298. BACCHANALE, BACCHANAL. Un bacchanal, c’est “un grand bruit, un grand tapage”. Une bacchanale ajoute au bruit le sens de “fête désordonnée ou de débauche”.

299. ORGIE, BACCHANALE. Il y a une nuance entre ces deux mots qui se prennent souvent l’un pour l’autre. Une bacchanale est une “réunion de débauche” où il y a beaucoup de bruit, tandis qu’une orgie “peut n’être qu’un souper d’amis où l’on a trop bu”.

300. PARASITE, ÉCORNIFLEUR. Gens qu’on appelle trivialement “piqueurs d’assiettes, chercheurs de franches lippées”, parce qu’ils font métier d’aller manger à la table d’autrui. Le parasite paie en empressements, en complaisances, en bassesses, sa commensalité. L’écornifleur mange ; voilà tout. Il y a des parasites que l’on est bien aise de conserver ; il n’y a pas un écornifleur dont on ne tâche de se défaire, Roubaud.

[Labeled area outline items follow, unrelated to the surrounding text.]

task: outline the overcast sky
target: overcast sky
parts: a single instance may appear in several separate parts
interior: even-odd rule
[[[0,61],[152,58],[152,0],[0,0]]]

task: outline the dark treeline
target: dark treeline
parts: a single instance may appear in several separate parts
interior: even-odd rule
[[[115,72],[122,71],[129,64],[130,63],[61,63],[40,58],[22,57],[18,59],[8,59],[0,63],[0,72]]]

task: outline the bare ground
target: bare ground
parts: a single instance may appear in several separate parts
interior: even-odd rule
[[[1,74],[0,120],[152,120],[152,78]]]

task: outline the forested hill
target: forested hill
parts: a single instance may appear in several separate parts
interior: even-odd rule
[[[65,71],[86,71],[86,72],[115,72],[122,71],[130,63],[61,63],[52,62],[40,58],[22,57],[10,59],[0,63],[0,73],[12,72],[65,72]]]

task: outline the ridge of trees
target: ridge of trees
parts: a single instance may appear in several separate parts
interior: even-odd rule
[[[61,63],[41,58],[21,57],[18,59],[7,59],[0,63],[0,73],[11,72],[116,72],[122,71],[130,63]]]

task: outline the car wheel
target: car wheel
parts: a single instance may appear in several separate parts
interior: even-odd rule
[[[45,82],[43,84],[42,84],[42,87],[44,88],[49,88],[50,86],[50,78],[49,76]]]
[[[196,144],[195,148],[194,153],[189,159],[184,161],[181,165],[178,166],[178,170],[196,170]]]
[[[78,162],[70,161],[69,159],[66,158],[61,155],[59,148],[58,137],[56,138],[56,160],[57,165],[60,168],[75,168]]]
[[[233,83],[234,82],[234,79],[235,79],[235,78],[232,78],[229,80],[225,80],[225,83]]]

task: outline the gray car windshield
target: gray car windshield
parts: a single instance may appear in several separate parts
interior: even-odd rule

301. IMPORTUN, FÂCHEUX. La différence qu’il y a entre ces deux mots, c’est que celui qui fâche ou ce qui fâche peut n’être fâcheux qu’une fois, tandis que celui qui importune ou ce qui importune est fâcheux d’une manière répétée, continue. Un importun vous assiège ; un fâcheux vous cause un ennui. Un souvenir importun vous poursuit ; un souvenir fâcheux vous cause de la peine.